В богатом трактире «Zingende Zwaam», что означает на фламандском наречии «Поющий лебедь», на всех столах горели светильники. Прислуга не успевала подавать. Сам хозяин, не отходя от пивной бочки, разливал удвоенной крепости доббелкуйт.
Жареного лебедя под кислой подливкой, конечно, никто не спрашивал: дорого и не напасешься на всех лебедей. Но каплунов, колбасок да всяких жареных потрошков с гребешками было сколько угодно. Бедные поварята запарились у раскаленной печи. И хлестала густая клейкая пена, и уже кое-кто разбавлял доббелкуйт ла-рошельским вином.
Чем дольше продолжалась веселая попойка, тем меньше нравилась она достойному трактирщику. Он и сам не прочь был пропустить лишнюю кружечку с гостем, отчего и обзавелся необъятным животиком, но пьяные безобразия претили его фламандской душе.
Сперва он возрадовался, предвкушая солидную выручку, потом встревожился — кто будет за все платить, — а под конец и вовсе заляскал зубами от страха. Он никогда не прислушивался к чужим откровениям. Своих забот хватало. Но поневоле услышишь, когда принимаются орать во всю глотку.

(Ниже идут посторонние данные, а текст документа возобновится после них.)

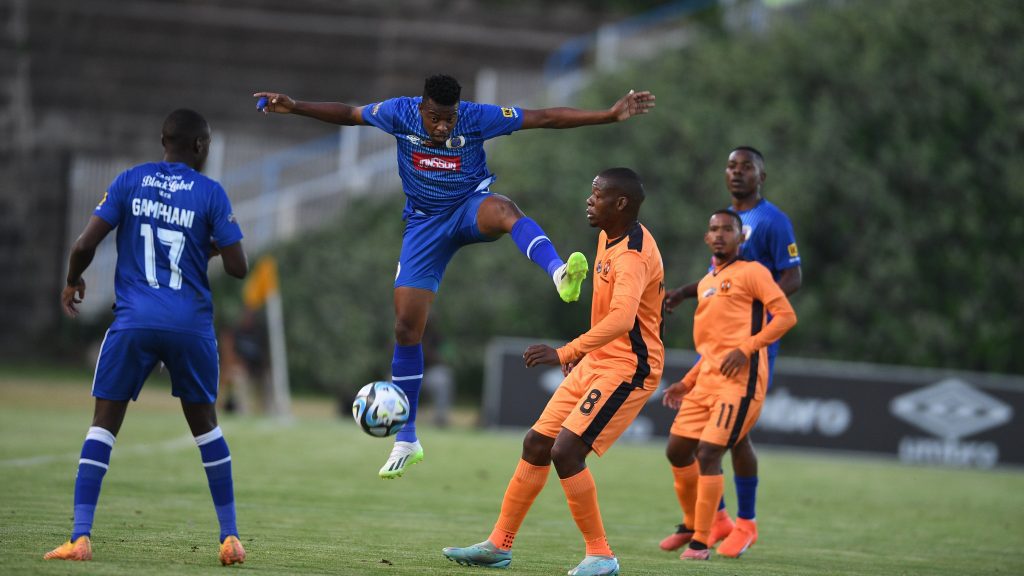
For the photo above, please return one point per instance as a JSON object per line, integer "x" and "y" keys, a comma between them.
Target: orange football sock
{"x": 526, "y": 483}
{"x": 686, "y": 490}
{"x": 710, "y": 490}
{"x": 582, "y": 495}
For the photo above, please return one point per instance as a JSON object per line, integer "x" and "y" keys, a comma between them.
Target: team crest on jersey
{"x": 434, "y": 163}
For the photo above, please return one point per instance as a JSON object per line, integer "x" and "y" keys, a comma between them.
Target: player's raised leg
{"x": 499, "y": 215}
{"x": 412, "y": 306}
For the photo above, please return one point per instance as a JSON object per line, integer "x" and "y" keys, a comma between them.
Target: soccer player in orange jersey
{"x": 720, "y": 399}
{"x": 611, "y": 370}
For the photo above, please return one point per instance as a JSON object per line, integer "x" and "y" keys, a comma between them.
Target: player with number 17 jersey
{"x": 167, "y": 214}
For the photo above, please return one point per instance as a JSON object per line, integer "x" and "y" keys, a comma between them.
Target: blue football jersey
{"x": 437, "y": 178}
{"x": 166, "y": 214}
{"x": 769, "y": 240}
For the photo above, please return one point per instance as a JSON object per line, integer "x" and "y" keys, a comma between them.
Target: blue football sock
{"x": 536, "y": 245}
{"x": 747, "y": 496}
{"x": 217, "y": 463}
{"x": 407, "y": 373}
{"x": 91, "y": 468}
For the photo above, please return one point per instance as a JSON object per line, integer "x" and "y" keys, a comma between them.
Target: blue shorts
{"x": 127, "y": 357}
{"x": 429, "y": 243}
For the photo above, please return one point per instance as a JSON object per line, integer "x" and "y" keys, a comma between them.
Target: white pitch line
{"x": 166, "y": 446}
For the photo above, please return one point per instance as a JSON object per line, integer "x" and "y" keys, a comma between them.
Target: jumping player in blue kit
{"x": 770, "y": 241}
{"x": 449, "y": 204}
{"x": 171, "y": 220}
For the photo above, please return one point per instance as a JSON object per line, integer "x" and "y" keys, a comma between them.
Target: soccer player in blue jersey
{"x": 449, "y": 204}
{"x": 769, "y": 240}
{"x": 171, "y": 220}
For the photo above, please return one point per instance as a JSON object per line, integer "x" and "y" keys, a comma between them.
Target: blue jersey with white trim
{"x": 436, "y": 178}
{"x": 769, "y": 238}
{"x": 166, "y": 214}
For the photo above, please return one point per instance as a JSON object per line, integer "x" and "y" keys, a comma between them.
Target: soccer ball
{"x": 380, "y": 409}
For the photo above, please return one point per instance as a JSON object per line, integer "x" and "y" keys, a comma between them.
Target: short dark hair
{"x": 442, "y": 89}
{"x": 627, "y": 182}
{"x": 727, "y": 212}
{"x": 182, "y": 127}
{"x": 757, "y": 154}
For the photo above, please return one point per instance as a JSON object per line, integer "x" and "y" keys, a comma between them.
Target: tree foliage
{"x": 893, "y": 133}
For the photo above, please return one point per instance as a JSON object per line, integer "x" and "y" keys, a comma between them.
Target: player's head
{"x": 439, "y": 107}
{"x": 725, "y": 235}
{"x": 744, "y": 173}
{"x": 185, "y": 136}
{"x": 614, "y": 200}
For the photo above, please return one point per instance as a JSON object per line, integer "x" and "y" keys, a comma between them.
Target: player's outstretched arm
{"x": 235, "y": 260}
{"x": 675, "y": 297}
{"x": 629, "y": 106}
{"x": 335, "y": 113}
{"x": 81, "y": 256}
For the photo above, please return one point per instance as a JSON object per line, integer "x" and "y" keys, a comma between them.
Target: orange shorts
{"x": 596, "y": 407}
{"x": 716, "y": 416}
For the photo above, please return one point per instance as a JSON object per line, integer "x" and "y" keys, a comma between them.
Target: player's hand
{"x": 673, "y": 298}
{"x": 733, "y": 362}
{"x": 541, "y": 354}
{"x": 282, "y": 104}
{"x": 632, "y": 105}
{"x": 71, "y": 295}
{"x": 566, "y": 368}
{"x": 674, "y": 395}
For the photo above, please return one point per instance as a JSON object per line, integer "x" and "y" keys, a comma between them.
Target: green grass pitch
{"x": 309, "y": 501}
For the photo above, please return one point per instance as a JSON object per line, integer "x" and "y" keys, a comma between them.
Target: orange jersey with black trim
{"x": 627, "y": 312}
{"x": 732, "y": 306}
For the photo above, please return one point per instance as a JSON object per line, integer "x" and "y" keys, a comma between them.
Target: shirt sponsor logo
{"x": 432, "y": 163}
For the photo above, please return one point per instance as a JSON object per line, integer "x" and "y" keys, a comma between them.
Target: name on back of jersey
{"x": 161, "y": 211}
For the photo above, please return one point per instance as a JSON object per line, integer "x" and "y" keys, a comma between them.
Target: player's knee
{"x": 566, "y": 457}
{"x": 407, "y": 333}
{"x": 710, "y": 458}
{"x": 678, "y": 456}
{"x": 499, "y": 215}
{"x": 537, "y": 448}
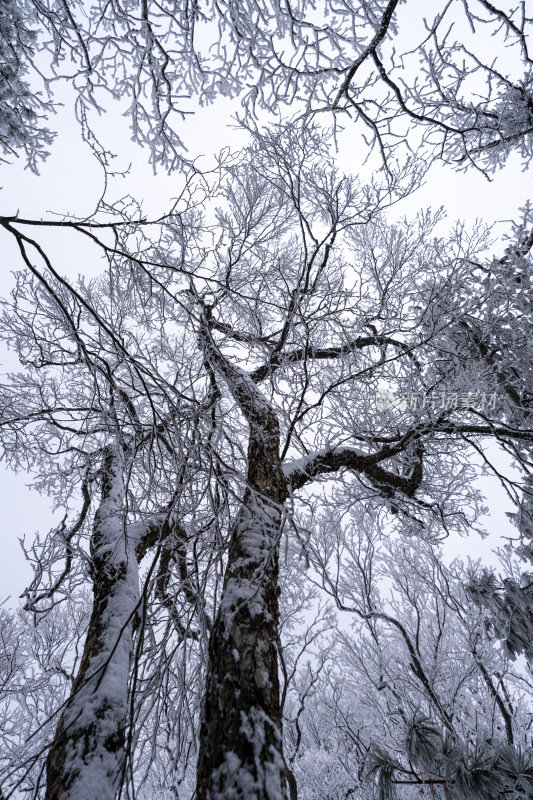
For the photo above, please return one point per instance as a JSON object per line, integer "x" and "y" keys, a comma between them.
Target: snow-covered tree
{"x": 387, "y": 65}
{"x": 270, "y": 353}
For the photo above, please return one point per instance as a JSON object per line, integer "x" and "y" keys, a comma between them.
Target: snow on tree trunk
{"x": 86, "y": 757}
{"x": 240, "y": 739}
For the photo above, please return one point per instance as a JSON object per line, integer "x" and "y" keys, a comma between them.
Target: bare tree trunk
{"x": 241, "y": 755}
{"x": 86, "y": 757}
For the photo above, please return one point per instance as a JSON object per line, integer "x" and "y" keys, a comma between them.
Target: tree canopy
{"x": 267, "y": 410}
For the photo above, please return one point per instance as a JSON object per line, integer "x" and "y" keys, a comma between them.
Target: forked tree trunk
{"x": 86, "y": 757}
{"x": 241, "y": 756}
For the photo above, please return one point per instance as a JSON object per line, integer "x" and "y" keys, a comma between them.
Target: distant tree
{"x": 269, "y": 353}
{"x": 21, "y": 108}
{"x": 389, "y": 66}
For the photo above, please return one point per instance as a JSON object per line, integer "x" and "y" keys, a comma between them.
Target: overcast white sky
{"x": 70, "y": 182}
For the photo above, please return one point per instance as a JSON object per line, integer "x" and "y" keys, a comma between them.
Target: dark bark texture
{"x": 241, "y": 754}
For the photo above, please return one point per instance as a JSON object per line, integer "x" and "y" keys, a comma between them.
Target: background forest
{"x": 262, "y": 399}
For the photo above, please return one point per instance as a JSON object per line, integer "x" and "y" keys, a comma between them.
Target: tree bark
{"x": 241, "y": 753}
{"x": 86, "y": 758}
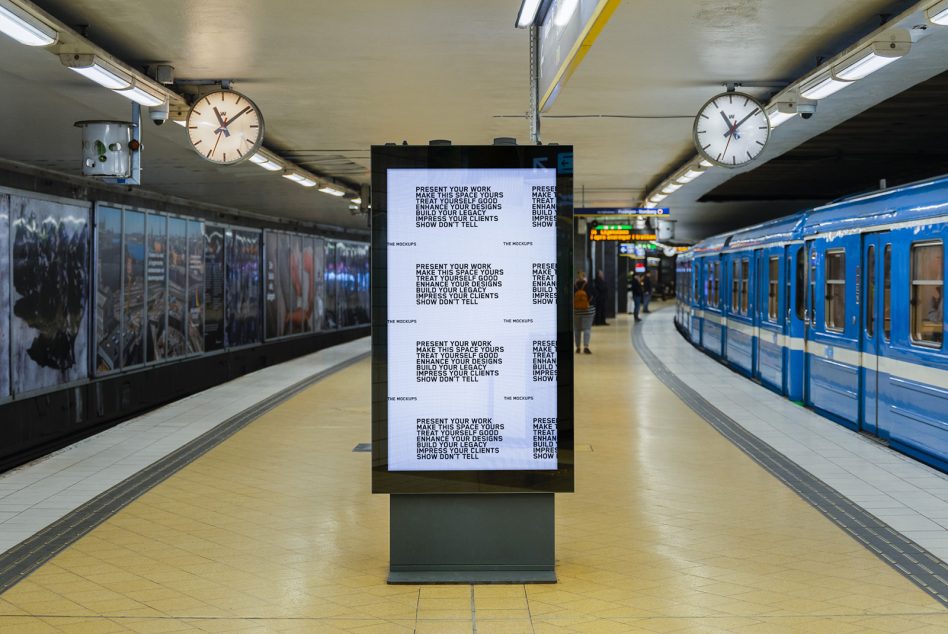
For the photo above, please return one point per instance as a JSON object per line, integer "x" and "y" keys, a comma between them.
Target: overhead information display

Особенно тот краснорожий, которого все кличут папашей Бучером. Напялил чужой камзол утрехтского сукна с малиновой перевязью и вообразил себя важным сеньором. Ладно уж если б просто пыжился и горлопанил, а то ведь что несет! Дрожь пробирает.
Застолье и впрямь приобретало опасный характер. Когда грузный трактирщик случайно обрызгал пеной главаря хмельной ватаги, тот обнажил кинжал и, обратясь к собутыльникам, поинтересовался с эдакой гнусной ухмылкой:
— Интересно пощупать, братья, сколько у нашего борова сала? На шесть пальцев или поболе? — И отмерил на клинке, подлец.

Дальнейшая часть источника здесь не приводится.